I understand the standard form of planes (ax+by+cz=d) and that the equation itself represents the normal vector, but what I'm having trouble with is d. I know you can test a point on a plane by plugging in the values and seeing if the distance values match. So then, to see if the point is less than a given distance away, would it be as simple as measuring the change in d?

Thanks for your help.
 

chiro

MHF Helper
Sep 2012
6,608
1,263
Australia
Hey BluEyeDevill.

The standard distance formula for a point with respect to a plane is simply d = |<n,p-p0>| where p is the point you are testing and p0 is an existing point on the plane.

The plane equation is always ax + by + cz + d = 0 but when there is an excess distance you will get ax + by + cz + d = e where |e| represents a distance from the plane itself.
 

HallsofIvy

MHF Helper
Apr 2005
20,249
7,909
Equivalently, let the plane be given by Ax+ By+ Cz= D and the point be \(\displaystyle (x_0, y_0, z_0)\).

The "distance from point P to plane q" is, by definition, the shortest distance from P to any point in the plane.
And that must be along a line perpendicular to the plane- to see that choose any other point in the plane and draw the lines from P to those two points.
One, the perpendicular, is a leg of a right triangle while the other is a hypotenuse- and the hypotenuse of a right triangle is always longer than a leg.

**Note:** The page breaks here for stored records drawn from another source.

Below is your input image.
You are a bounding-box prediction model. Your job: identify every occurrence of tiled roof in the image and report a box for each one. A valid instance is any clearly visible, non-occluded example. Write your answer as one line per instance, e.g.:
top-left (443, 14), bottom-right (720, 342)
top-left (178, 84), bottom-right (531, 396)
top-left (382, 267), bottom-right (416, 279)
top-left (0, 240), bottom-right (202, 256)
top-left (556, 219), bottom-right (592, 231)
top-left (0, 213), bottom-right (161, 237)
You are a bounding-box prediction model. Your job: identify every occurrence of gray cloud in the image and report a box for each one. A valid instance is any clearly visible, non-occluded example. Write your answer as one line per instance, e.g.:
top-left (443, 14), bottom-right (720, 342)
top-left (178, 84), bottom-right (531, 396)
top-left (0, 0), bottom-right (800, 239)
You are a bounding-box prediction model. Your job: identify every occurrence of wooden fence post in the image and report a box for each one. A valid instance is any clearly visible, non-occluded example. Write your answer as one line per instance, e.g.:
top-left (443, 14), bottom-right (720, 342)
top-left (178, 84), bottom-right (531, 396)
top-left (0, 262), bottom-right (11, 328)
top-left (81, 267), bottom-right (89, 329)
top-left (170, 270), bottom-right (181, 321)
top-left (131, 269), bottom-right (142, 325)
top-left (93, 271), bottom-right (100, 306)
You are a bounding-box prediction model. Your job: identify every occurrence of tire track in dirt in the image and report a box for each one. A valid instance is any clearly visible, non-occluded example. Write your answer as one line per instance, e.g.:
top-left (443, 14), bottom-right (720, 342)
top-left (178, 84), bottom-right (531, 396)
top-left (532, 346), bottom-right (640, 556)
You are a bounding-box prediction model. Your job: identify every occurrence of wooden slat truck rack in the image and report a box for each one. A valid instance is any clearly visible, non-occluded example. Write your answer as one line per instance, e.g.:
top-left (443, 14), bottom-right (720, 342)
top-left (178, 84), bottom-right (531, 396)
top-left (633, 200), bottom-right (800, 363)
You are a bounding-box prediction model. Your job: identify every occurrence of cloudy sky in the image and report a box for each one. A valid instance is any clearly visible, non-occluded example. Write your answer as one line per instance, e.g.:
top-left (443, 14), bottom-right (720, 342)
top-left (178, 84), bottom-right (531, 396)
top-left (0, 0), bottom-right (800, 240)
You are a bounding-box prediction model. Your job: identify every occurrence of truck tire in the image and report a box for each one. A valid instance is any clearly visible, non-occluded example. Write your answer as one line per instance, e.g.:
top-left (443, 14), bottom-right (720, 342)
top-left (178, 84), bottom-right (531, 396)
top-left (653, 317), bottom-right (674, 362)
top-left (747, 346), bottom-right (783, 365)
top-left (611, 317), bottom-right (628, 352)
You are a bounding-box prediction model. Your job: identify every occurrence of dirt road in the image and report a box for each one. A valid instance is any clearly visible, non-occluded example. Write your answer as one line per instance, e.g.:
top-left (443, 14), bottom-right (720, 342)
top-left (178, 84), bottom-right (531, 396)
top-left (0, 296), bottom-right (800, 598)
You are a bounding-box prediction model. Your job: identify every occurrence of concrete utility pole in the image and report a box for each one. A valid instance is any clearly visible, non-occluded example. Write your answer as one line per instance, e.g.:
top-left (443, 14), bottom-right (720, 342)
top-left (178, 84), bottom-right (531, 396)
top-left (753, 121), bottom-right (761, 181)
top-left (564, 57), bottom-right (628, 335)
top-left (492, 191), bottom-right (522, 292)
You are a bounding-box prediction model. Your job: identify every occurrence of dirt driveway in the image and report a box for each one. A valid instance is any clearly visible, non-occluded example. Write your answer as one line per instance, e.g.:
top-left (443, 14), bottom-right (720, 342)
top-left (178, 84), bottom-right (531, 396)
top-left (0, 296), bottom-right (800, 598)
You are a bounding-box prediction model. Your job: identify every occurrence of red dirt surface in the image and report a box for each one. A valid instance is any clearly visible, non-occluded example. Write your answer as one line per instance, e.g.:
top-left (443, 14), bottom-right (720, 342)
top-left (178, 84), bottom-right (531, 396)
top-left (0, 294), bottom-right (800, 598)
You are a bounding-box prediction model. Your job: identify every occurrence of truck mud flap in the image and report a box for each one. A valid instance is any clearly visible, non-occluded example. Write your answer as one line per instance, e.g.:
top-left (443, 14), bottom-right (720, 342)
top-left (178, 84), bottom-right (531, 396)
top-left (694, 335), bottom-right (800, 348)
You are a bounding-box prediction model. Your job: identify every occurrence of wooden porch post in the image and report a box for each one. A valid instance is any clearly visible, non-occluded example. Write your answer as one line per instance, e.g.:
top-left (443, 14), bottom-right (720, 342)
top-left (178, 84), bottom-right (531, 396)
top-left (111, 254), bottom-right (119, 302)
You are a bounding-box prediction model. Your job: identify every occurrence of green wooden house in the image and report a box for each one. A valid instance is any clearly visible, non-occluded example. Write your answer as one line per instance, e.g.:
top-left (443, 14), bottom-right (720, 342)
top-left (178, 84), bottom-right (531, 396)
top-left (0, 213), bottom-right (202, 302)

A vector perpendicular to Ax+ By+ Cz= D is of the form <A, B, C> so a line through \(\displaystyle (x_0, y_0, z_0)\) in the direction of that line is \(\displaystyle x= At+ x_0\), \(\displaystyle y= Bt+ y_0\), and \(\displaystyle z= Ct+ z_0\). That line crosses the plane when A(At+ x_0)+ B(Bt+ y_0)+ C(Ct+ z_0)= D or \(\displaystyle (A^2+ B^2+ C^2)t+ (Ax_0+ By_0+ Cz_0)= D\)
so \(\displaystyle t= \frac{D- Ax_0- By_0- Cz_0}{A^2+ B^2+ C^2}\).

Put that value of t into the equation of the plane to find the point where the line crosses the plane and then find the distance between that point and \(\displaystyle (x_0, y_0, z_0)\).
 

Plato

MHF Helper
Aug 2006
22,507
8,664
My goal here is to figure out a routine to determine if a point lies within a certain distance of a plane.
Equivalently, let the plane be given by $\Pi:~ Ax+ By+ Cz= D$, the normal is \(\displaystyle N={A\bf{i}}+{B\bf{j}}+{C\bf{k}}\).
Suppose that $Q\in\Pi$, then "distance from point $P$ to plane $\Pi$" is, $\dfrac{| \overrightarrow {PQ}\cdot N |}{\|N\|}$
 
May 2015
2
0
USA
I never thought about it that way. So its essentially a vector projection?

Thanks for the help!

Over the past few days I realized that when the equation is equal to 0 you have a plane that is simply located at the origin, and if you multiply the equation by a scalar quantity then d would represent the distance to the origin, or the vector magnitude. so then, yes, (along the lines of what you said) the change in d can be directly tested because it represents the shortest distance to the plane.

Awesome! Is there a way I can mark my thread solved?